Longtemps au sein de la formation sociale capitaliste, fait remarquer Robert Kurz, « le problème des contradictions internes et celui, externe, du processus nécessaire pour s’imposer, se sont amalgamés au sein du pôle ‘‘politique’’ comme une opposition droite-gauche » (voir La fin de la politique). Les partis politiques de ce schéma intra-politique, parce qu’ils trouvaient leurs contours définitifs dans les rapports formels de la nouvelle constitution fétichiste de la société moderne, faisaient apparaître des « réflexes polaires dans un système de référence identique, dont les moments se constituaient dans une temporalité différente et de manière contradictoire ». L’opposition droite-gauche était ainsi marquée par « le conflit sur les formes dans lesquelles le système lui-même voulait s’imposer, et sur les éléments fonctionnels qu’il voulait mettre en place ». A ce titre, la droite donnait une importance démesurée à la nation, tandis que la démocratisation et l’Etat social devenaient un « marqueur métaphysique de la gauche » (R. Kurz). On trouvait là , dans la phase d'ascension du capitalisme, l'opposition polaire entre un moment national et un moment social-démocratique à l'intérieur d'un système de référence identique à affirmer de part et d'autre.
2.
Cette gauche sous-réflexive reste enfermée dans l'impensé de la doctrine libérale-bourgeoise de l’État de droit, doctrine qui élude délibérément le moment de l’état d’exception au fondement de la modernité capitaliste depuis ses origines primitives baignées de sang jusqu'aux oreilles (voir R. Kurz, Impérialisme d'exclusion et état d'exception, éditions Divergences, 2018). La gauche démocratique qui, dans sa « lutte pour la reconnaissance » à la sauce bourgeoise de type Axel Honneth, Frédéric Lordon ou Christine Delphy, affirme positivement le caractère plein et entier de la forme-sujet moderne - pour la réalisation réelle de la démocratie, etc. -, reste toujours aveugle, dans sa forme de conscience réifiée, au véritable noyau de violence et d’arbitraire du capitalisme et à sa forme juridique qui apparaît pourtant de plus à en plus à visage découvert : l’état d’exception. La catégorie non réflexive de « violence policière » elle-même - ou celle plus pathétique encore de « démocratie illibérale » -, est une expression de la forme de conscience réifiée qui continue d'éluder ce même moment d' « état d'exception coagulé » (Robert Kurz) que représente le rapport social capitaliste. Les apologistes de la démocratie et de l'Etat de droit, à gauche comme à droite, n'ont jamais voulu voir en face ce qu'est la souveraineté moderne.

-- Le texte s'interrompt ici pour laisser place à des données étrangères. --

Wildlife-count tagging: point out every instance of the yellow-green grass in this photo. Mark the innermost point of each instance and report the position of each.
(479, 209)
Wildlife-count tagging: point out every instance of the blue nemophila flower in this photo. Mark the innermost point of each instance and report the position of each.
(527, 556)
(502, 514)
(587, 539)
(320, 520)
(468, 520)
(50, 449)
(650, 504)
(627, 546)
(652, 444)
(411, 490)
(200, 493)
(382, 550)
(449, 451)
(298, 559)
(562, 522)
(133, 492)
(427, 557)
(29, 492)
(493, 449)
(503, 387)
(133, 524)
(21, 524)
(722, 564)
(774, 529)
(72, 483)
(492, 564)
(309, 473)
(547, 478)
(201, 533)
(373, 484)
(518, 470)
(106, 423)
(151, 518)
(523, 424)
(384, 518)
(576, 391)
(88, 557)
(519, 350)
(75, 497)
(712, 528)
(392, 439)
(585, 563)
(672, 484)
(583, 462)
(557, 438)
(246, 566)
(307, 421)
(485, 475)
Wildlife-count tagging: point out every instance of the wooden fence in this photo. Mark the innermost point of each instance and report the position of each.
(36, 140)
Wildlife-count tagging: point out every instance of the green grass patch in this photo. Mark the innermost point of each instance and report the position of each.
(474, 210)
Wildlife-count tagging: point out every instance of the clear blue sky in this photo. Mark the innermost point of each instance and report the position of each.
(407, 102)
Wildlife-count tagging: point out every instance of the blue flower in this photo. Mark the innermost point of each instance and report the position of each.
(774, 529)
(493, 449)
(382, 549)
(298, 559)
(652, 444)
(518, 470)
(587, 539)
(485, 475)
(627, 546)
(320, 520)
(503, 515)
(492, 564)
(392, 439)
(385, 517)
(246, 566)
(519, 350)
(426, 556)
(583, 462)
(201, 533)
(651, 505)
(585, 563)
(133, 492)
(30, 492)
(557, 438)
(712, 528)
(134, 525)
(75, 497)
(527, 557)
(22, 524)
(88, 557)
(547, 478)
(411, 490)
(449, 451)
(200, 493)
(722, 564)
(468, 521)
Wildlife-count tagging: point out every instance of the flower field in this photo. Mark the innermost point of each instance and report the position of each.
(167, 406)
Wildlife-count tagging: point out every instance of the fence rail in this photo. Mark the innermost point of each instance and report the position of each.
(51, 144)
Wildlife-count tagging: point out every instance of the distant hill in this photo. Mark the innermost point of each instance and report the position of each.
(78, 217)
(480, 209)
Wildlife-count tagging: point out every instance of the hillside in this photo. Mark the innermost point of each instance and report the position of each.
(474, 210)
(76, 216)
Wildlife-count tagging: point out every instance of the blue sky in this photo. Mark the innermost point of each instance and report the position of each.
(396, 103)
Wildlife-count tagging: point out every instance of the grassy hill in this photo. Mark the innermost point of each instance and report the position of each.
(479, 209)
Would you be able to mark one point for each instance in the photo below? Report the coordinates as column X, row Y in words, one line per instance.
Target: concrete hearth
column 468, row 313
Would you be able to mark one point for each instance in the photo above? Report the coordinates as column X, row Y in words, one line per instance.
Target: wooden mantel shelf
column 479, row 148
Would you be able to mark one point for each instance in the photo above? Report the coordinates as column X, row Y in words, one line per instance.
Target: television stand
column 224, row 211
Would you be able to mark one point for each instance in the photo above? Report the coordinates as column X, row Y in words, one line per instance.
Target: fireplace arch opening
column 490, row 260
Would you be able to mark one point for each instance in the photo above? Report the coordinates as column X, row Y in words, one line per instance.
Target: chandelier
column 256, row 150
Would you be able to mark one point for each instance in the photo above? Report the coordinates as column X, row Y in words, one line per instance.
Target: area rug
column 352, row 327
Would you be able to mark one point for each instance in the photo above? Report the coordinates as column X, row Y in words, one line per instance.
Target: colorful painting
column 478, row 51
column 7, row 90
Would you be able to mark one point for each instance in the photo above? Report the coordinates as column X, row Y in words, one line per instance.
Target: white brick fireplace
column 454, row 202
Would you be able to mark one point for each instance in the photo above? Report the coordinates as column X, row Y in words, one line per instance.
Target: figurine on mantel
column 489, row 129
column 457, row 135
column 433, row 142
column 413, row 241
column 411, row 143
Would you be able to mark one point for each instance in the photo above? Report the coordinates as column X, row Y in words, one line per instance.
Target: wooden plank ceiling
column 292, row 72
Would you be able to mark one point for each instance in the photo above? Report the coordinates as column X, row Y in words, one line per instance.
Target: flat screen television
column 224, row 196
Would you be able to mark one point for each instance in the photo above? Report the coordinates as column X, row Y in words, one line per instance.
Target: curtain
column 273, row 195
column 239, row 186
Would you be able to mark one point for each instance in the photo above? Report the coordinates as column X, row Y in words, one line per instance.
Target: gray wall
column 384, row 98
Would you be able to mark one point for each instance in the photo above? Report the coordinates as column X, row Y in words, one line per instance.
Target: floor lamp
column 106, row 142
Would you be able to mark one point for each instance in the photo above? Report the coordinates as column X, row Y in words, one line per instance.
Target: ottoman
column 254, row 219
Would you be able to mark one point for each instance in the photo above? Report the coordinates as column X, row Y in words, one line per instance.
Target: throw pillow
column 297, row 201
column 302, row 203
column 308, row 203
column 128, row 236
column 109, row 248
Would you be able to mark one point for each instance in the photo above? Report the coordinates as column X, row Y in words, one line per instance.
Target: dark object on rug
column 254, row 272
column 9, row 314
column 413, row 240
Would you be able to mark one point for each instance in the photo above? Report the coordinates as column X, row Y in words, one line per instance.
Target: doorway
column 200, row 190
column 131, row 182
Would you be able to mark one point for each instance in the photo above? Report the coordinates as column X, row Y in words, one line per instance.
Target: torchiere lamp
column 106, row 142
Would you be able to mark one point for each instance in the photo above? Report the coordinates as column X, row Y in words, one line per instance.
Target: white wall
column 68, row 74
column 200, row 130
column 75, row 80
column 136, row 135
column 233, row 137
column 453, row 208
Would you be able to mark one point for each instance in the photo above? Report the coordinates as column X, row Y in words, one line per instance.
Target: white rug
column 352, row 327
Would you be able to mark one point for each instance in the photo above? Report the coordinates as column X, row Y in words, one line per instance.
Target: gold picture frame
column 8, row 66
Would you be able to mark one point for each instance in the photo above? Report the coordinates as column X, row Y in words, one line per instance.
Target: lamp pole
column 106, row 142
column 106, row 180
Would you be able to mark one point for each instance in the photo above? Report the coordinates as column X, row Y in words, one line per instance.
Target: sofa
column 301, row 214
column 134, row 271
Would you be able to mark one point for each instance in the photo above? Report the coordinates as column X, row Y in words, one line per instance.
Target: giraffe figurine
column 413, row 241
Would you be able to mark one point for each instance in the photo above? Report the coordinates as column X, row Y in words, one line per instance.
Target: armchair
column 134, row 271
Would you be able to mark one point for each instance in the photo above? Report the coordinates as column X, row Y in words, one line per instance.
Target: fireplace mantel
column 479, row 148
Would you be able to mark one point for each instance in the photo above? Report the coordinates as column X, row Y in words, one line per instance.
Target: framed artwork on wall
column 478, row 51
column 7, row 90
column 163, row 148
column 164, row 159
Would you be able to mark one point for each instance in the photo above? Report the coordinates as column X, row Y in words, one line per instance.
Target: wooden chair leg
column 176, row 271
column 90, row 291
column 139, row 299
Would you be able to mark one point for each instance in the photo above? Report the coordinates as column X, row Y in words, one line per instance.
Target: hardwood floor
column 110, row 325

Le juriste nazi Carl Schmitt fut le premier à saisir ce que ne voulait pas voir la doctrine libérale-bourgeoise de l'Etat de droit : « Est souverain celui qui décide de l’état d’exception ». Le cadre constitutif du droit et de toute Constitution politico-étatique des sociétés modernes ne peut être venu au monde que par une « décision » fondée non pas sur la vérité et l’objectivité mais sur la volonté, l’autorité et, en définitive, la violence. Et ce problème constitutif reste présent à l’état latent dans la Constitution comme dans toute base juridique et peut resurgir de façon manifeste : précisément sous la forme de l’état d’exception. De par son concept, il s’agit de l’abrogation de la Constitution dans le cadre même de celle-ci, donc l’apparition de son véritable fondement autoritaire consistant en un pur pouvoir décisionnel. L’existence de l’état d’exception dans le cadre du droit en général, donc la possibilité d’une « dictature constitutionnelle », découle de l’essence-même, du noyau de la « souveraineté » moderne.
Robert Kurz, dans Impérialisme d'exclusion et état d'exception, va chercher à sauver ce qui peut l’être chez Giorgio Agamben qui reprend à son compte la réflexion schmittienne en la travaillant en lien avec le concept de « vie nue » présenté dans Homo sacer. Il va chercher à dégager le noyau de la logique déployée par Agamben, en remettant, je cite, « la tête d’un postmodernisme anhistorique et superficiellement empirique sur les pieds d’une critique élargie de l’économie politique ».
C’est seulement sous l’angle de la machine « sans sujet » de la valorisation capitaliste, de cet irrationnel « sujet automate » (Marx), que la logique de souveraineté et de l’état d’exception, de la « vie nue », du ban et de l’inclusion excluante prend tout simplement un sens discernable. Ce qui « animalise » les êtres humains et les réduit à de « simples corps vivants », montre Kurz, ce n’est pas la fausse ontologie foucaldienne du « pouvoir » (anhistorique) ou de la domination en tant que telle, mais la constitution polaire spécifiquement moderne de la politique et de l’économie, du travail abstrait et de la machine étatique.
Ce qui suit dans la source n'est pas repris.